Many people found it extremely distasteful that the Bush administration went through such lengths to find a location which was outside any jurisdiction in Guantanamo. Gitmo is not in the USA, so domestic laws don’t apply, but it’s not under Cuban jurisdiction either, so nobody rules there except by force of arms. Now, the great hope for change has proposed moving that extra-legal jurisdiction to the United States mainland. How can there be any justification for keeping dozens of prisoners under indefinite detention within our country? Gitmo was a stretch. Illinois is just venal political bullshit.
Change you can believe in.
Apparently Congress doesn’t have anything useful to do, so a subcommittee found time to debate whether the NCAA can call someone a “National Champion” if they haven’t gone through an elimination-style playoff. Really? This is something which is so important that the United States Congress must intervene? People are stupid.
I have, over the years, frequently pointed out that most of the world’s great philosophical and religious movements can be boiled down to one phrase: Don’t be a dick. Glad to see someone agrees with me.
Oooh, ooh! I met the Geek Queen, Judie Lipsett, today. It’s surprising this hadn’t happened earlier, I suppose, since she used to live about a half mile from me. But, we bumped into her at Fort Concho today. Yeah, not exactly CES, is it? BTW, she’s incredibly tall.
In 1989, I enlisted in the Army, partly because the economy in California was in the dumper. In 1992, I reenlisted for much the same reasons, although the rest of the country had generally recovered from the Reagan-era recession by that time. I thought it was odd that California, a state which by many estimates could be in the top ten countries’ economic stature, would be in such doldrums. California has transportation, tourism, energy production, entertainment, manufacturing, agriculture – in short, everything you need for a robust state. Yet, it continues to be hammered harder and sooner and for a longer period than most of the rest of the country even today. So, the 1980s aerospace collapse isn’t the only reason; there must be some explanation for why California seems incapable of maintaining a healthy economy.

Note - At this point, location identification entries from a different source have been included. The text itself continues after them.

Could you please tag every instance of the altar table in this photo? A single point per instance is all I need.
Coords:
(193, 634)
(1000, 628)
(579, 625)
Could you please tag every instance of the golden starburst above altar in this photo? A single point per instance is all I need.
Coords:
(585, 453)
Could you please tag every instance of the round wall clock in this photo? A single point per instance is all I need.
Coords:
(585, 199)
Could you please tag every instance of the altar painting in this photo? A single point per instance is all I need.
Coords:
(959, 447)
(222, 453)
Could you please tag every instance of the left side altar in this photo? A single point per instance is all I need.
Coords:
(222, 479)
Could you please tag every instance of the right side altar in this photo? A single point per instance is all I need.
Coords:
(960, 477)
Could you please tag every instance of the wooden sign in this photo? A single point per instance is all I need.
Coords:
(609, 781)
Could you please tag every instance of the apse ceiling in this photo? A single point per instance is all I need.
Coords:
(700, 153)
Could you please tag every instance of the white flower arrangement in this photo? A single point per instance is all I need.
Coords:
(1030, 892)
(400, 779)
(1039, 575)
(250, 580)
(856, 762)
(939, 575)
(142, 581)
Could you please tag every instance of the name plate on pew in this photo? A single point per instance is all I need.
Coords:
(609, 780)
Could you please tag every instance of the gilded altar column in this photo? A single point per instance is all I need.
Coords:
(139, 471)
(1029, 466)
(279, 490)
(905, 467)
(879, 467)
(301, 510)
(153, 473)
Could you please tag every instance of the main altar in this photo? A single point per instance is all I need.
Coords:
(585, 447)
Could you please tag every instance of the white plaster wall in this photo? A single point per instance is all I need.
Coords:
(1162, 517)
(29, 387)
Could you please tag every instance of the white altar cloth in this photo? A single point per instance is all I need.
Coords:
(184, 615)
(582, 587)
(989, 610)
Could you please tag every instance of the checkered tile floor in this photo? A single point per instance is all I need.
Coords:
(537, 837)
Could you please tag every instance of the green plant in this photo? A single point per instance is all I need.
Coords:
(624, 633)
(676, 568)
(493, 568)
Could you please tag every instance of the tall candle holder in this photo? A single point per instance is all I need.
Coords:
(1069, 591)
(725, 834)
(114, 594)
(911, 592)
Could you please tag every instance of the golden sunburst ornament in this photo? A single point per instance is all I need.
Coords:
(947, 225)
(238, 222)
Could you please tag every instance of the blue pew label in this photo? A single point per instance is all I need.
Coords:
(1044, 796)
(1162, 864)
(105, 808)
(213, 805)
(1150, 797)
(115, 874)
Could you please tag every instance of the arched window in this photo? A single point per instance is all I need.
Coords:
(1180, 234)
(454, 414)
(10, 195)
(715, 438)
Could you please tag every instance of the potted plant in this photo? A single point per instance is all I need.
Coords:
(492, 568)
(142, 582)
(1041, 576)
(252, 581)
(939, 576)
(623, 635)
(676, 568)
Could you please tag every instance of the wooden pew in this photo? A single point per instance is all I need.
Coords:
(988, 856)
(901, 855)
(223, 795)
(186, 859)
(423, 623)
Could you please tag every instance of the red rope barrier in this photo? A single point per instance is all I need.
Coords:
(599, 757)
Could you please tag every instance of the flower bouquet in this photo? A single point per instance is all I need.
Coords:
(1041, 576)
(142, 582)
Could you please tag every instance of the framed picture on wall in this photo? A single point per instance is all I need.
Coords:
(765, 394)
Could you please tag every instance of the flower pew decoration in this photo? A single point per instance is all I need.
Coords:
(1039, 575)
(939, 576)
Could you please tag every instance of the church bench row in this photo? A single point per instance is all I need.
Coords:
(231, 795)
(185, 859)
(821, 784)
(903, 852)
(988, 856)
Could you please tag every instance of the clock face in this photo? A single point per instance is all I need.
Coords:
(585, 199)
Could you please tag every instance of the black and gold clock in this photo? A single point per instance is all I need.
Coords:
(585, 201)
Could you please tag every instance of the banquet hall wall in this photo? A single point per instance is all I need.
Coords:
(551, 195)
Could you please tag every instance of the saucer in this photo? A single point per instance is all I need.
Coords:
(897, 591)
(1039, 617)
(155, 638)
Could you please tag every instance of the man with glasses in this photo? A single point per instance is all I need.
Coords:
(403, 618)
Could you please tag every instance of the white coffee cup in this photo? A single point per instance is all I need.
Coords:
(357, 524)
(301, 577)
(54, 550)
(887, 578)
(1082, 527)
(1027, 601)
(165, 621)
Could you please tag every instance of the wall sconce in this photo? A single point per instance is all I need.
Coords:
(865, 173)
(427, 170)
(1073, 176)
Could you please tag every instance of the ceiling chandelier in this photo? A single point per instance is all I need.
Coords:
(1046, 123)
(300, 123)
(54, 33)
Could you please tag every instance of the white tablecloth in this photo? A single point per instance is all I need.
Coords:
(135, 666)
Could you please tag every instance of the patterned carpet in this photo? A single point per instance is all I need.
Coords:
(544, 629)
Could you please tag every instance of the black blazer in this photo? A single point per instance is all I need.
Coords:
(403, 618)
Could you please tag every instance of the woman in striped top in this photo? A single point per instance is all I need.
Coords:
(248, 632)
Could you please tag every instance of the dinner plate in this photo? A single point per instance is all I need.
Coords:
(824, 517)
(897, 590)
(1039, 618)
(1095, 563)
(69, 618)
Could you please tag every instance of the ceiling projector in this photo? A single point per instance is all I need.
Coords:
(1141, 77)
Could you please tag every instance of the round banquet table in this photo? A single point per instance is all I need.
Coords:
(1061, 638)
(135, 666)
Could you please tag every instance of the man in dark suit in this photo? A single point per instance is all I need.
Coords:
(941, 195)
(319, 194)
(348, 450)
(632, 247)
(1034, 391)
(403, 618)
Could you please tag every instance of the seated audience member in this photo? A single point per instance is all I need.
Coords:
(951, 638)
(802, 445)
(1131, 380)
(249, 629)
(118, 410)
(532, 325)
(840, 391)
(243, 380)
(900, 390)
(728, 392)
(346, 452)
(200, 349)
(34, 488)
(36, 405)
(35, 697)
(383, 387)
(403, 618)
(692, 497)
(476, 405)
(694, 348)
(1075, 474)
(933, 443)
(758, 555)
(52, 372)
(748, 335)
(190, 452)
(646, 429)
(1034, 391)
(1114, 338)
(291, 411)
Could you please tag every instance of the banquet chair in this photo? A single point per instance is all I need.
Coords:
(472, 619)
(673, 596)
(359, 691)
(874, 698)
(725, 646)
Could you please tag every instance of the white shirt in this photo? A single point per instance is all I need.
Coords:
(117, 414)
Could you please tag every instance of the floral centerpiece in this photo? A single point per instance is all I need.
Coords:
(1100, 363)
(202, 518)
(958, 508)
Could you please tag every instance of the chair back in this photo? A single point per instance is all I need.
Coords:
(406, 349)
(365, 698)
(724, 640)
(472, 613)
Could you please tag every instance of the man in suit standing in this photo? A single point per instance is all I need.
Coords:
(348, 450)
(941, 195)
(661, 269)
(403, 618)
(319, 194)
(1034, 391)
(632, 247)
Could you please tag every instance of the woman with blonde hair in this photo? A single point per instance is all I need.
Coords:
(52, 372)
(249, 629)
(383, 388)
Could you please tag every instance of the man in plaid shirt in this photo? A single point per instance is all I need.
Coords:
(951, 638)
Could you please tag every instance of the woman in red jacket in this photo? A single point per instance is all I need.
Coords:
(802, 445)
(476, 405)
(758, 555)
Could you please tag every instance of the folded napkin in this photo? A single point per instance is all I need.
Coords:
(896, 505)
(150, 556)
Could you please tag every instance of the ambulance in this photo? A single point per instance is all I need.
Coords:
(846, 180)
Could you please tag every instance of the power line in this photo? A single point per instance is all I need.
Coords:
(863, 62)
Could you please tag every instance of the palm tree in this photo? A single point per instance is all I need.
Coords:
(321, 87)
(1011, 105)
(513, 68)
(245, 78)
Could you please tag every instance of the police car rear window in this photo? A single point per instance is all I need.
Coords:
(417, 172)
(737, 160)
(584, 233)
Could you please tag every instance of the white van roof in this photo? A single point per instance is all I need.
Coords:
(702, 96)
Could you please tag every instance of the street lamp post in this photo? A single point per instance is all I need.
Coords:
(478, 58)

Over the years, as I grew older and more curious, I discovered what seems the most likely explanation: Californians hate taxes but love spending. Since states can’t spend into deficit territory like the federal government can (too bad CA can’t issue money, eh?), they must balance the budget. So, every one of those propositions people vote for has to come from somewhere. I dug around a bit more and discovered the proximate cause of this insane situation: Proposition 13. Whenever someone would talk about how crazy high the housing prices in California were, I would opine about Prop 13 and the caps on property taxes and the 2% limit on valuation increases per annum and the disincentive to selling and friction in the housing market and their eyes would glaze over. When the housing bubble burst and friends and family lost jobs, businesses, and homes, I would think back to the Proposition 13 consequences and commercial properties paying a lower percentage of the taxes every year due to shell corporations and other legal legerdemain. But, I had a hard time tying all the pieces together for my friends who have never lived in California, and I didn’t have a great summary of how far the state has fallen, from the great public schools that my older sister went to in 1974 until the much deprived public schools that my younger sister went to in 1990.
Now, I’ve come across a journalist who writes a very concise and cogent explanation of exactly what went wrong with the California economy. If you’re curious about how the Golden State has become the Gilded State in a mere 30 years, you should read it. I find it interesting that CA had a large budget surplus, and Moonbeam Brown wanted to hoard it, which caused the Governor Ronnie backlash in 1978. Talk about unintended consequences.